Primary exfiltration uses GitHub dead-drop repositories created under victim accounts with stolen credentials. The open-source code contains the naming structure in createRepo.ts. Repo names are generated from an ADJECTIVES array of scrambled Greek underworld terms combined with a NOUNS array and a random five-digit number.

The C2 module checkin.ts uses the GitHub search API to look for commits containing a configurable C2 trigger string. Each matching commit’s message is verified against an embedded 4096-bit RSA public key, and a returned payload is then executed directly as code. This gives the operator a cryptographically-authenticated code execution channel via any public GitHub repository, resulting in C2 that is more difficult for defenders to detect and disrupt than traditional domain-based C2 infrastructure.

Dead-Man Switch

Similar to previous variants, the source code also includes a script which checks for revocation of GitHub tokens, and if detected initiates a destructive wiper routine.
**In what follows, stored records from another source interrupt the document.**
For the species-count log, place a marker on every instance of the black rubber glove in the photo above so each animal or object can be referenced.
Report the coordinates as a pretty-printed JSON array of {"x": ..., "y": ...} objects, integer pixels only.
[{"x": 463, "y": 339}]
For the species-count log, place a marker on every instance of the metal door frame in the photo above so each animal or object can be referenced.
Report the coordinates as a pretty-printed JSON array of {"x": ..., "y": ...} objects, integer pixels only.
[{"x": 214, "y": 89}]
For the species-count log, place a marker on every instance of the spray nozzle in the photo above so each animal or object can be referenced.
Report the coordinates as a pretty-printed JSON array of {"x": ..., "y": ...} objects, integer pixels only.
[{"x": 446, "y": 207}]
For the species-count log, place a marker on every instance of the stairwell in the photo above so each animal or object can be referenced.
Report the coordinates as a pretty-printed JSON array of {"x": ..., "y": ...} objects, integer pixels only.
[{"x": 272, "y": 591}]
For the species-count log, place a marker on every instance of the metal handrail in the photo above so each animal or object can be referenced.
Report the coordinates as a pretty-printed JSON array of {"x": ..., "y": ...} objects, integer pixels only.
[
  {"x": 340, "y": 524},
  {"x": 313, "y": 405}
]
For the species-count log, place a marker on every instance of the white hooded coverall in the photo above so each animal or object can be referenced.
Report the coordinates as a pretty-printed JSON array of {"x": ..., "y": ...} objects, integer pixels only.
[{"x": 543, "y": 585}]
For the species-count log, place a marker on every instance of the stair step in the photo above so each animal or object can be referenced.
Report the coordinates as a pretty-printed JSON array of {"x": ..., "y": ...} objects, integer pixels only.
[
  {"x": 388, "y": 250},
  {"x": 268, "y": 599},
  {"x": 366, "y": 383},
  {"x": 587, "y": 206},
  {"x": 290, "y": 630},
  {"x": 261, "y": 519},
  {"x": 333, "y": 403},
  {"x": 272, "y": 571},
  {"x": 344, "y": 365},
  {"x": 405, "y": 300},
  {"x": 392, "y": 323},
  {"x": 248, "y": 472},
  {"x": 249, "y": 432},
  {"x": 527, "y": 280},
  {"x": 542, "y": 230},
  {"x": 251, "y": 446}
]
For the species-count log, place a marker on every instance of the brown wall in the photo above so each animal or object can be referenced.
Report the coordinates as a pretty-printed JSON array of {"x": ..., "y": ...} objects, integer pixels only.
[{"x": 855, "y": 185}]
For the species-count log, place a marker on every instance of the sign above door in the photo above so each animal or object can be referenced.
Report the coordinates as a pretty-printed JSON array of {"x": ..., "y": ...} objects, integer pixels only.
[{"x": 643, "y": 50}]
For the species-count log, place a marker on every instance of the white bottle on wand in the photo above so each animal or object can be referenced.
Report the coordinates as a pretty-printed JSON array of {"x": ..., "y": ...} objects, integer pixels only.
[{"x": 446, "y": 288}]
This means credential rotation without first removing the persistence mechanisms can trigger data destruction on infected developer workstations.

Russian-Language System Avoidance

The source code includes an isSystemRussian() function that checks for Russian locale on the infected system. In the case a Russian-language locale is detected, the code avoids execution. This is consistent with CIS-based threat actor behavior observed in financially motivated campaigns, though considering the unknown actor’s citing of TeamPCP inspiration, this alone may not be a strong indicator of attribution considering TeamPCP’s previous inclusion of geopolitically-themed randomly detonating payloads.

Recommendations

• Do not open unfamiliar repositories in AI coding agents until you have audited .claude/, .vscode/tasks.json, .cursor/rules/, .gemini/, and equivalent configuration directories.
• Rotate all credentials that were present on any system that installed any compromised package or cloned an affected repository after May 29, 2026.
• Audit publish history for your organization’s packages and review development pipelines for any direct or related dependencies on packages confirmed affected by Miasma.

Detection

• Hunt for unexpected Bun runtime activity in CI/CD.
• Monitor for binding.gyp in packages that should not have native addons.
• Monitor for api.anthropic.com/v1/api traffic from non-standard contexts: node, bun, or Python processes on CI runners or developer workstations. This path is not a legitimate Anthropic route; any traffic to it is suspect. Do not blanket-block api.anthropic.com if your organization uses Anthropic services.
• Hash-based IOCs for Miasma will degrade quickly: Prioritize behavioral rules over signatures.

Hardening

• Quarantine new package versions: most malicious packages in recent software supply chain campaigns were identified within hours of publication, meaning a version freeze window is often sufficient to greatly limit exposure.
• Monitor the deep and dark web for developer credential sales and other initial access vectors.